W każdy poniedziałek w naszym Banku Pomocy zamieszczamy fragmenty listów ludzi bezradnych i zrozpaczonych. Mamy nadzieję, że te rozpaczliwe listy nie pozostaną bez odpowiedzi. Anonse opatrzone są numerami, na które należy powoływać się w korespondencji. Informacje można też otrzymać pod nr. tel. (22) 515-94-04.

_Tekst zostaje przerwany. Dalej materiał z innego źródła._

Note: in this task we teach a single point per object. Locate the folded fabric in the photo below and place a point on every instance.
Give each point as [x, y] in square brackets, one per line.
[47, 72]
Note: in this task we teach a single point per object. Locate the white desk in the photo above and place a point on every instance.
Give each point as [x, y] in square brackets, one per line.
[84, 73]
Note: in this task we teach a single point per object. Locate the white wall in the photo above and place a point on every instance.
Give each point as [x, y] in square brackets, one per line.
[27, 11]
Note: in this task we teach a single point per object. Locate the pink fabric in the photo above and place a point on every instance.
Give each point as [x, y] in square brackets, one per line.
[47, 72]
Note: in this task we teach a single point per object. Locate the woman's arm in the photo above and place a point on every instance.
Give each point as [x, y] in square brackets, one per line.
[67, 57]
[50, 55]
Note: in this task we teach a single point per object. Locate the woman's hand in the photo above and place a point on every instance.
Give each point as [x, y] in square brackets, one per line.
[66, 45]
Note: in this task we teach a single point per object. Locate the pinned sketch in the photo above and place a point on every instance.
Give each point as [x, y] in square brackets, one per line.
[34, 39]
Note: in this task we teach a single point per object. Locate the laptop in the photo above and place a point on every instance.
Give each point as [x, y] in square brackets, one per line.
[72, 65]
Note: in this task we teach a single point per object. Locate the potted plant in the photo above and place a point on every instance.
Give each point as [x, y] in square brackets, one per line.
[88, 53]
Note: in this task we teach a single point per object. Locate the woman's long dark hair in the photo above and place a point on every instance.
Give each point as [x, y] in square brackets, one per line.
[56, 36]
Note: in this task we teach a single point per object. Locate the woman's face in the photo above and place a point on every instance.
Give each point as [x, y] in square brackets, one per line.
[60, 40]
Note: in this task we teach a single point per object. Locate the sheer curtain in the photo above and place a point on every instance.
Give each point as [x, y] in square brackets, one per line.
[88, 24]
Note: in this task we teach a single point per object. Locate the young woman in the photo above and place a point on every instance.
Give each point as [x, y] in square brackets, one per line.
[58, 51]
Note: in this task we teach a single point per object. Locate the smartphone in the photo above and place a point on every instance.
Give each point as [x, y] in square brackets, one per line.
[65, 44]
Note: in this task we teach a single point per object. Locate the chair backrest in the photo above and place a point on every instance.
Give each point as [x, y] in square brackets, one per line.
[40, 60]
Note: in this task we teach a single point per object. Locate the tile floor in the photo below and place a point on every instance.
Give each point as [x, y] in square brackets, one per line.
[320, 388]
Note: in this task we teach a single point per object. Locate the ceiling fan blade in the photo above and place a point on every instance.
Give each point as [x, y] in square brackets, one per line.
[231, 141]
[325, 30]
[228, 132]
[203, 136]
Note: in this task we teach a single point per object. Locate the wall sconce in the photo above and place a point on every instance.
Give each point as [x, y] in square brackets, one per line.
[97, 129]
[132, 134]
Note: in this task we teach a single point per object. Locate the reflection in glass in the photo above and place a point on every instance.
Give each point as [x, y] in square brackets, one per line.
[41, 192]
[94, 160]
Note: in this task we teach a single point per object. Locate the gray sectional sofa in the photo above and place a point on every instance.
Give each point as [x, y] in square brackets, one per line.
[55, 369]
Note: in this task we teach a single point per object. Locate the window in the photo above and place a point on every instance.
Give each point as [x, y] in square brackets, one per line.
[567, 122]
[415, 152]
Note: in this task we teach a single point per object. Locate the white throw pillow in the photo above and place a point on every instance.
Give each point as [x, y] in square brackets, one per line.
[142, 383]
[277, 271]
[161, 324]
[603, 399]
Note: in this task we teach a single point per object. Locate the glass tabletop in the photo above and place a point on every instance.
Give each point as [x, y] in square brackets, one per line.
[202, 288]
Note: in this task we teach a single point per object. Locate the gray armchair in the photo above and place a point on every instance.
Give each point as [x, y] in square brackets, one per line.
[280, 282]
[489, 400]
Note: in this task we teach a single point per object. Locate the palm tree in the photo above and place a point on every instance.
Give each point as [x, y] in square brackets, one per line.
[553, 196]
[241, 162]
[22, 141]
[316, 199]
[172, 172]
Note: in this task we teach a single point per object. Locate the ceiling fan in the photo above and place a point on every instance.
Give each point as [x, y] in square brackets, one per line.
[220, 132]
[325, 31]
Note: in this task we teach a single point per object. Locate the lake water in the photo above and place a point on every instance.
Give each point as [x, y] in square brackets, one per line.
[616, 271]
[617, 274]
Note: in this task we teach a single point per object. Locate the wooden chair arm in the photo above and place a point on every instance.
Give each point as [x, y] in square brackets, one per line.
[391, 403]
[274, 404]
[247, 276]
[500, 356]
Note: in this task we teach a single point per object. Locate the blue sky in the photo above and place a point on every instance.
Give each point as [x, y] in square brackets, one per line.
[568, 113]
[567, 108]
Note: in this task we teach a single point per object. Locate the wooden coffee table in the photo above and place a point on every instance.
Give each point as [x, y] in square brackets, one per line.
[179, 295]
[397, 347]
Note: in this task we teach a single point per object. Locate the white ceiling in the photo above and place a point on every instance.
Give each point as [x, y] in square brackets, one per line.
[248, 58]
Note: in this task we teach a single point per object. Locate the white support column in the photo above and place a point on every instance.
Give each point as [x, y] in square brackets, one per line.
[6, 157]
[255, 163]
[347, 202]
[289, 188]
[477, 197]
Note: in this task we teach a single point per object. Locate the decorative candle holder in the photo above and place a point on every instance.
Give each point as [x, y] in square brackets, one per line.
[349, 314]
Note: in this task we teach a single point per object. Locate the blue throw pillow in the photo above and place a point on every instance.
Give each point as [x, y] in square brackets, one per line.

Dolnośląskie (2826). Sama wychowuję niepełnosprawnego 9-letniego syna i 18-letnią córkę, która jeszcze się uczy. Syn ma indywidualny tok nauki ze względu na stan zdrowia. Jestem osobą bezrobotną, szukam pracy, ale jak na razie bez żadnego efektu. Nasz stały dochód to niewielkie alimenty i zasiłki z opieki społecznej. Mieszkamy w małym wynajętym mieszkaniu. Po opłaceniu mieszkania zostają nam dosłownie grosze. Brakuje nam wszystkiego, najbardziej żywności, odzieży i butów. Będziemy wdzięczni za każdą okazaną nam pomoc, za którą z góry bardzo dziękujemy.

None

Wielkopolskie (2827). Jestem wdową, osobą niepełnosprawną od urodzenia i bardzo schorowaną. Utrzymuję się z emerytury, która wynosi 650 zł. Pieniądze te ledwie wystarczają na życie, a za co kupić leki, bez których nie mogłabym funkcjonować? O żadnej pracy dodatkowej nie ma mowy, zdrowie mi na to nie pozwala. Bardzo proszę Państwa o jakąkolwiek pomoc.